Extension methodData mining +3

Image

  • Extension method and device for distributed database
  • Extension method and device for distributed database
  • Extension method and device for distributed database

Examples

  • Experimental program(1)

Example Embodiment

[0078] In order to understand the characteristics and technical content of the embodiments of the present invention in more detail, the implementation of the embodiments of the present invention will be described in detail below with reference to the accompanying drawings. The attached drawings are for reference and explanation purposes only, and are not used to limit the embodiments of the present invention.
[0079] figure 1 It is a flowchart of a distributed database expansion method according to an embodiment of the present invention, such as figure 1 As shown, the method for expanding a distributed database in an embodiment of the present invention includes the following processing steps:
[0080] Step 101: When it is determined that there are data hosts in the data access service, a new data distribution strategy is set for all data hosts according to the expansion target.
[0081] In the embodiment of the present invention, when a new data host is connected, the current data needs to be redistributed. Specifically, a new data distribution strategy is set for all data hosts according to the expansion target, and the current data is adjusted according to the new data distribution strategy. Perform the migration.
[0082] Step 102: After determining that the data corresponding to the new data distribution strategy starts to migrate, set the status of the new distribution strategy to being migrated.
[0083] Step 103: After the data corresponding to the new data distribution strategy is migrated in a sub-table routing manner, the old data distribution strategy is replaced with the new data distribution strategy.
[0084] Wherein, the migration of the data corresponding to the new data distribution strategy in a sub-table routing manner includes:
[0085] Generating a new table name corresponding to the new data distribution strategy according to the new data distribution strategy and the database table naming specification;
[0086] Create a table according to the new table name in the corresponding database of the data host involved;
[0087] In a multi-process and multi-threaded manner, the data to be migrated is stored in the created table.
[0088] The storing the data to be migrated into the created table includes:
[0089] Start a cursor for each original table, and read the records corresponding to the cursor in turn;
[0090] Delete the records on the original table according to the primary key of the original table and the read record value, and insert the read record value into the corresponding new data according to the distribution routing rule corresponding to the new data distribution strategy The created table.
[0091] After the foregoing steps 101 to 103, the technical solution of the embodiment of the present invention further includes:
[0092] When inserting the read record value into the corresponding new table fails, the node where the original table is located and the node where the newly created table is located both perform transaction rollback, and roll back to the state before the data to be migrated is stored ; When the read record value is successfully inserted into the corresponding new table, the node where the original table is located and the node where the newly created table is located sequentially commit transactions.
[0093] When a single record update or delete request is received during the migration process, when it is determined that there is a data conflict between the single record and the migration operation, the updated data is migrated to the new table or the original table is directly deleted before the data migration If after data migration, use the data to directly update the new table or delete the data in the new table.
[0094] When a single record insertion request is received during the migration process, the insertion is performed according to the table name of the new table and the node where it is located, the transaction is committed when the insertion is successful, and the failure reason is returned when the insertion fails.
[0095] When a batch record query request is received during the migration process, the query is performed on the original table according to the original data distribution strategy, the query is performed on the new table according to the new data distribution strategy, and the query results are merged and returned in a unified manner.
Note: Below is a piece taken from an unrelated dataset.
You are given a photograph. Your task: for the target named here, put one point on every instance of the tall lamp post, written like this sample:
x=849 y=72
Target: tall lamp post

When a batch data update or delete request is received during the migration process, the data migration process will be suspended. After the data transactions currently being migrated are submitted, the data in the new table and the original table are respectively processed according to the original data distribution strategy and the new data distribution strategy. Update or delete. When the update or delete fails, the transaction rollback is executed. When the update or delete succeeds, the transactions of each node are submitted in turn, and the data migration is continued.
[0096] The following uses specific examples to further clarify the essence of the technical solutions of the embodiments of the present invention.
[0097] The embodiment of the present invention mainly uses a background independent program to gradually migrate data. During data migration, the DDS data access layer performs table routing at the same time according to two different data distribution strategies, the old and the new. When the back-end independent program completes the data relocation, DDS switches to a new data distribution strategy to perform sub-table routing.
[0098] figure 2 This is the overall implementation sequence diagram of the distributed database expansion method of the embodiment of the present invention, such as figure 2 As shown, in the embodiment of the present invention, in the data access service, the new extended data host is accessed first, and the data distribution strategy is set according to the extended target. After the data distribution strategy is set, the data access service sets the new strategy to not start data migration. After the background data migration program is started, the data access service will be notified, the new distribution strategy status will be changed to the migration, and the data migration will be performed at the same time. For the SQL processing request submitted by the application, the data access service judges, and if the distribution strategy status is in migration, the related request will be specially processed. When the independent program is completed, the migration result is confirmed. If the conditions are met, the data access service is notified and the distribution strategy status is changed to normal. This expansion is over.
[0099] image 3 It is a flowchart of initialization processing when a distributed database is expanded according to an embodiment of the present invention, such as image 3 As shown, in the initialization process, first check whether the related tables that need to be redistributed are still in data migration. This is achieved by checking the status identification method. A flag bit is set for each distribution table in the DDS. The flag bit is set when the data migration is started, and the flag bit is cleared after the migration is completed to prevent a distribution strategy from being adjusted. A new distribution strategy adjustment was initiated.
[0100] After the background independent data migration program is started, the new table name corresponding to the new strategy is generated according to the distribution strategy and the database table naming convention, and the table is created according to the new table name on each database node involved. If all the nodes involved create a table successfully, the initialization is successful, and the subsequent processing is continued; otherwise, the initialization fails, and the DDS is notified, and the DDS clears the flag bit, and at the same time restores the old distribution strategy, and continues to perform table routing according to the old distribution strategy .
[0101] After the initialization is successful, you can start multi-process and multi-threaded data migration. Figure 4 Is a data migration flowchart of an embodiment of the present invention, such as Figure 4 As shown, the overall processing flow of the data migration background program is as follows:
[0102] In the process of data migration, the cursor is first started on each original table, and the records of the cursor are read in turn. Each time a record is read, the record on the old table is deleted according to the primary key of the old table and the value of the read record, and the record is judged according to the new distributed routing rule and inserted into the corresponding new table.
[0103] If the insertion of the new table fails, both the node where the old table is located and the node where the new table is located do transaction rollback processing. If the new table is inserted successfully, the node where the old table is located and the node where the new table is located perform transaction commit in turn. If according to the new distributed routing rules, the old and new tables are on the same node, only one transaction can be submitted.
[0104] After the insertion fails, the transaction is rolled back, and the related records remain on the old table. After the data migration is completed, the abnormal data needs to be handled by the maintenance staff according to the abnormal data processing process.
[0105] When all records of the old table are processed, the entire migration process ends.
[0106] In order to ensure that the business is not interrupted, during the entire migration process, the operation of the related table will not be suspended, and the DDS will not interrupt the processing request of the related table. The following operations on related tables are divided into five situations: single record query (query by primary key), single record insert, single record update or delete, batch result set query, and batch data update or delete.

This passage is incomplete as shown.